A research team built a benchmark called SVI-Bench from roughly 35,000 hours of basketball, soccer, and hockey broadcast footage — complete with annotated actions, expert commentary, game reports, and statistical records. The point was not to build a sports trivia bot. It was to create a world with real complexity, explicit rules, and verifiable answers, so you could test AI reasoning honestly at different levels of difficulty. Think of the task levels like this: reading one sentence is easy. Summarising a paragraph is harder. Writing an investigative report that draws on a hundred sources is something else entirely. SVI-Bench organised tasks across four levels from simple recognition up to full agentic reasoning — where the model had to autonomously search through 1.8 million video clips, gather its own evidence, and integrate it to answer a strategic question. At the lowest level — 'what action just happened?' — the best models scored around 73%, reasonable if imperfect. At the top level, the best model scored 5%. Five percent. Every model tested showed the same cliff at each step upward. The researchers call it a capability cliff, and it is consistent across every model family they evaluated. Why does this matter outside sports? Because those top-level tasks — autonomous evidence gathering, multi-step integration, strategic synthesis — are precisely what companies are deploying AI agents for in business and scientific contexts. If these capabilities collapse even in a domain where the rules are written down and the outcomes are unambiguous, that is a meaningful signal about where real deployments will hit limits. The honest catch: ground truth for some reasoning tasks came from broadcast commentator transcripts, which are not always technically precise. And benchmarks are not deployments. Honestly, nobody knows yet how these exact failure modes translate to production systems.

Glossary

agentic task — A task where the AI must take a sequence of actions autonomously — searching, retrieving, deciding — rather than just answering a single question with information already in front of it.

capability cliff — A sharp drop in performance when a task moves from one cognitive level to the next, rather than a gradual decline.
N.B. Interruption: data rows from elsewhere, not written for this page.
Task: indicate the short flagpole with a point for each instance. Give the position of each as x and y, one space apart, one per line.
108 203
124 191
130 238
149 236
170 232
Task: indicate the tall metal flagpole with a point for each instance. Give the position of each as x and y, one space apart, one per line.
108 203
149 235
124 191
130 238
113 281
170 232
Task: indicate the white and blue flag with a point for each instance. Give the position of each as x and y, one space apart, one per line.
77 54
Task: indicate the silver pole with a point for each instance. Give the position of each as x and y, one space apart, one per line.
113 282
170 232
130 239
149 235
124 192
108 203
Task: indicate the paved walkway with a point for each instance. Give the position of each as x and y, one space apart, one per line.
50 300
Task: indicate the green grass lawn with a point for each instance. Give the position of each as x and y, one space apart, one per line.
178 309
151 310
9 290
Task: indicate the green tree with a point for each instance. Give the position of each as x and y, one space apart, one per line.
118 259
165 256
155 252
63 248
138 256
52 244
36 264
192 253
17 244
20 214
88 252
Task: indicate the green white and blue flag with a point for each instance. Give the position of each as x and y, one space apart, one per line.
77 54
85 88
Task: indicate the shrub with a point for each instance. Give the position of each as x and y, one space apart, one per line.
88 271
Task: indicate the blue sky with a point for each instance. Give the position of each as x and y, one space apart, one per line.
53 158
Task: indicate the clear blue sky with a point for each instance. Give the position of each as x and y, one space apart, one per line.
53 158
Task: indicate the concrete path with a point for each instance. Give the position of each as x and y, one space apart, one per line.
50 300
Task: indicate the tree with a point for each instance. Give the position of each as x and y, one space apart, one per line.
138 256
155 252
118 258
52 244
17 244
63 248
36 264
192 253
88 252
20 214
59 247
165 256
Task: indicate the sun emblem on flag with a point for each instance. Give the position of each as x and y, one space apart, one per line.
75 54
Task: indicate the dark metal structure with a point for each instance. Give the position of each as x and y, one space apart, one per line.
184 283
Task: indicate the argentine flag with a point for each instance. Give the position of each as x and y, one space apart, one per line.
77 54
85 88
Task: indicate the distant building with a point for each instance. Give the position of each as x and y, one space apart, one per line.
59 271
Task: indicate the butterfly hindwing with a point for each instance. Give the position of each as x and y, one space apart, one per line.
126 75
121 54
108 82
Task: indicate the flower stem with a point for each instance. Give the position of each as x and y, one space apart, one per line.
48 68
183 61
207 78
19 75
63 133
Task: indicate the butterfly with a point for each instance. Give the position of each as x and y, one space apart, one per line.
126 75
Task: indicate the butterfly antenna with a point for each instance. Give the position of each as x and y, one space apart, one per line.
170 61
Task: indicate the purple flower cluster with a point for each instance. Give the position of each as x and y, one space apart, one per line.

Source: SVI-Bench: A Dynamic Microworld for Strategic Video Intelligence

The bigger picture

What do these three stories share? Each catches an AI system performing reasonably on an easy version of a task, then failing on a version that demands something harder: admitting what you cannot see, translating internal understanding into honest output, or sustaining reasoning across many steps. That pattern matters. A lot of AI evaluation focuses on average accuracy. These papers suggest average accuracy is the wrong frame. The real question is what happens at the edges — when visual evidence is incomplete, when a prompt introduces pressure, when a task requires chaining many inferences together. That is where current models consistently break. None of this means AI is useless. It means the gap between 'impressive demo' and 'trustworthy system' runs specifically through these edge cases. And right now, most of those edges are poorly mapped and poorly tested before deployment.

What to watch next

On the spatial reasoning front, the SpatialUncertain team flagged fine-tuning on diverse ambiguity conditions as a partial fix — watch for follow-up work testing whether that holds when models are put into physical environments, not simulated ones. On the gender bias finding, LALS-style internal probing could become a standard auditing tool; it would be worth tracking whether any major lab announces they are running something like it on production models. And on the sports reasoning benchmark: Google DeepMind and OpenAI have both named video understanding as a 2026 priority — SVI-Bench is now a public target they will have to address.